When we’re employed, we all pay a payroll tax known as the FICA tax. Part of the FICA tax is the Social Security tax, which funds current benefits. Back in the good old days – back in 2000– the Social Security tax was limited to the first $76,200 of earnings (also known as the Social Security wage base). Congress has gradually increased the wage base nearly every year since then. Currently the Social Security wage base is $132,900 (2019), thus taxing more earnings and increasing revenue to the trust fund.
The Restricted Application
This is a fun strategy (for people like me, it is fun, believe me!) where one spouse collects his or her benefit and the other files a restricted application, and collects one half of the other benefit. The restricted application strategy allows their own benefit to continue to grow until age 70. Congress is currently phasing this strategy out, and if you are born after January 2, 1954, this option no longer exists.
File And Suspend
At a point in our not-too-distant past, a strategy existed where a spouse could file for, and then suspend, their benefit. File and suspend allowed their benefit to continue to grow at 8% annually until age 70. Because they were deemed to file for their benefit, the file and suspender’s spouse was able to file a restricted application and collect half of the suspended benefit. The result: both spouses had the ability to let their benefit grow to age 70 and collect half of one benefit now. *Sorry folks, Congress realized how lucrative this was, and shut it down in 2015.

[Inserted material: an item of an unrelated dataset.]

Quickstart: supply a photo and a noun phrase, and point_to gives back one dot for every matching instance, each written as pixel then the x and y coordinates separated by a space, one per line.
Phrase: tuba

We believe Congress will continue to make changes to both payroll taxes and claiming rules, centered on improving the health of the trust fund. Some options available to them are:
- Increase the FRA beyond age 67
- Increase the Social Security wage base above $132,900
- Increase the current Social Security tax rate from 6.2%
All these changes can be subtle and done over time. In fact, Congress is already in process of another change: Representative John Larson (D-CT) has sponsored “The Social Security 2100 Act” as HR 1902, which has strong support. Details of his proposed legislation can be found here: https://larson.house.gov/social-security-2100
In addition to other changes, HR 1902 will increase the Social Security tax from 6.2% to 7.4% over time and change the Social Security wage base, so earnings over $400,000 will also be subject to the tax. The Social Security chief actuary estimates this change will allow the trust fund to last beyond the end of this century.
Regardless if you agree with HR 1902 or not, the bill demonstrates that Congress will likely continue to act in some capacity to ensure our Social Security benefits will remain in the future. If you’re wondering why they’re so motivated, remember: Congress is aware our senior members can vote.
As a CERTIFIED FINANCIAL PLANNER™ professional, I include Social Security benefits in our client’s plans, and my own as well. I’m very confident this social program is here to stay, without reduced benefits, as it is way too important for our society.